Le Conseil d'analyse économique (CAE) propose de réformer en intégralité le système d'apprentissage en France. Les auteurs d'une note publiée mercredi 7 janvier dénoncent "une gouvernance opaque et un blocage du système dus au rôle central que joue l'Education nationale." Découvrez leurs quatre préconisations qui pourraient figurer dans la future loi portée par François Rebsamen sur le marché du travail.

La nouvelle note du Conseil d'analyse économique (CAE), qui dépend de Matignon, dévoilée ce mercredi 7 janvier par France Info, dresse un tableau sévère de l'apprentissage en France. En effet, les deux auteurs, Pierre Cahuc et Marc Ferracci avec les contributions de Jean Tirole, prix Nobel d'Economie, et Etienne Wasmer plaident pour une réforme en profondeur de la formation professionnelle en alternance et soulignent le "dysfonctionnement" du système dans son financement, sa gouvernance et son offre de formations.

 

Le constat est clair : les formations en alternance et les moyens qui lui sont accordés ont connu un "développement significatif depuis 25 ans", mais sans que leur efficacité soit tangible. Le CAE rappelle que les deux types de contrat d'alternance, contrats d'apprentissage ou contrats de qualification, ont vu leurs effectifs fortement augmenter et le nombre de salariés concernés est passé de 440.000 à 540.000 de 1990 à 2013.

 

Toutefois, la note du CAE souligne un repli observé depuis 2010. Le taux de la France (2,3 %) "reste nettement plus faible que dans des pays qui réussissent à intégrer efficacement les jeunes dans l'emploi et où la formation en alternance joue un rôle important".

"L'essor de l'apprentissage depuis dix ans a surtout profité aux apprentis de l'enseignement supérieur"
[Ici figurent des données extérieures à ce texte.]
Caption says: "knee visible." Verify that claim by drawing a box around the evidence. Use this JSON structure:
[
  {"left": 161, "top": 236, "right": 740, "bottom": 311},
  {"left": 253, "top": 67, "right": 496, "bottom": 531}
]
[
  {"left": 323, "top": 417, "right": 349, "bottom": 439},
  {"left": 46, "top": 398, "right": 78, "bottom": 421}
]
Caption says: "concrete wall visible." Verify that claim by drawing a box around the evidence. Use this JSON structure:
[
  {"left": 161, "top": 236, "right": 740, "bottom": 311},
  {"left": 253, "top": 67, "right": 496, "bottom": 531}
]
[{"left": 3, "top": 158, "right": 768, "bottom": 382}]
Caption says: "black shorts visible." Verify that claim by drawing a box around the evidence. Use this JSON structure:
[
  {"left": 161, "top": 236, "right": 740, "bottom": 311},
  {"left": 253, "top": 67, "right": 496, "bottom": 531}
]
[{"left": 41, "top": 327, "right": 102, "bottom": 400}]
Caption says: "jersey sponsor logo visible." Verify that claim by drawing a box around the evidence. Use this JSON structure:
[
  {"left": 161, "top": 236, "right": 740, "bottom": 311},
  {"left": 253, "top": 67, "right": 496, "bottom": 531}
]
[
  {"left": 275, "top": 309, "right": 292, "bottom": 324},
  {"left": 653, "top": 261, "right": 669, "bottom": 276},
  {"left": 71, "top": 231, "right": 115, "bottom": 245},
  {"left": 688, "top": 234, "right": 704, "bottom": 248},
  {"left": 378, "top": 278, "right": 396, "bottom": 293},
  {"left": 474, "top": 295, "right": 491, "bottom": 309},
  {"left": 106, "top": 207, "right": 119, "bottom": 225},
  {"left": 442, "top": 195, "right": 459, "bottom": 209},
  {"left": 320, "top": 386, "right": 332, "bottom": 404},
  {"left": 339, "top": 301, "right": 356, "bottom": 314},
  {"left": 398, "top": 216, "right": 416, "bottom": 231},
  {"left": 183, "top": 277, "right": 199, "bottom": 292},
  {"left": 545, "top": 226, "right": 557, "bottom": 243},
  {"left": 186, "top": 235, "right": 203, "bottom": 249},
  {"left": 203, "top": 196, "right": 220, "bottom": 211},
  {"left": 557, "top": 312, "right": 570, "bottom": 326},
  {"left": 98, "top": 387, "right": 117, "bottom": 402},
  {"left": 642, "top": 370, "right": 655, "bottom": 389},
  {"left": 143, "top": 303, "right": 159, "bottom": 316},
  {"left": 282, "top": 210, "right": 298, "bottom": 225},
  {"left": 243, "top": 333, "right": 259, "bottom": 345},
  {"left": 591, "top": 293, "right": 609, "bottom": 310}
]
Par ailleurs, le financement de l'apprentissage a bondi de 51 % entre 2000 et 2012, avoisinant les 6 milliards d'euros à la fin des années 2000, résultat d'une "importante contribution financière de l'État, des régions et des entreprises". "De fait, l'essor de l'apprentissage depuis dix ans a surtout profité aux apprentis de l'enseignement supérieur, tandis que le nombre d'entrées en apprentissage de jeunes sans aucun diplôme a diminué", soulignent les auteurs du rapport.

"Un système complexe"

Le Conseil d'analyse économique pointe également la complexité du système d'alternance français, "caractérisé par un grand nombre d'intervenants"  : Éducation nationale, régions, chambres de commerce, État, partenaires sociaux… Leurs "actions sont peu ou mal coordonnées", ce qui "occasionne des frais de gestion importants et une allocation de ressources peu efficace".

 

Ainsi, "une part importante de la taxe d'apprentissage ne finance pas l'apprentissage", poursuit la note. Pour rappel : 38 % de cette taxe sont affectés à l'enseignement professionnel et technologique hors apprentissage. Enfin, le contenu des formations d'apprentissage est dans le viseur du CAE. "Le rôle central de l'Éducation nationale ne permet pas de faire évoluer suffisamment la carte des formations en fonction des emplois, ni d'assurer un contrôle qualité efficace", ajoute la note.

Quatre recommandations

Parmi leurs recommandations qui pourraient figurer dans la future loi portée par François Rebsamen sur le marché du travail, le CAE formule quatre recommandations pour "un système d'alternance plus efficace". Ce dernier doit ainsi être "profondément revu pour le rendre plus attrayant, à la fois pour les jeunes et pour les entreprises". La première recommandation serait de "fusionner l'apprentissage et le contrat de professionnalisation" et d'"unifier leurs financements" pour davantage de clarté et de lisibilité, et enfin simplifier la collecte en substituant les URSSAF aux organismes collecteurs de la taxe d'apprentissage.

 

 

Il faudrait d'après les auteurs également instaurer un système unique de certification des formations en alternance via des agences commanditées par une commission nationale réunissant toutes les parties prenantes : branches professionnelles, Education nationale, ministère du Travail, experts indépendants.

 

Les deux dernières pistes concernent essentiellement le financement. La première, d'après la note, consisterait à "moduler les subventions en fonction des diplômes" et à "moduler les contributions des entreprises en fonction du devenir de leurs alternants". Enfin, les économistes, auteurs de la note, souhaitent que les "moyens publics" soient "concentrés sur l'insertion professionnelle des jeunes peu qualifiés" et enfin "réduire la part des matières académiques dans les diplômes de CAP et en promouvant le tutorat des apprentis."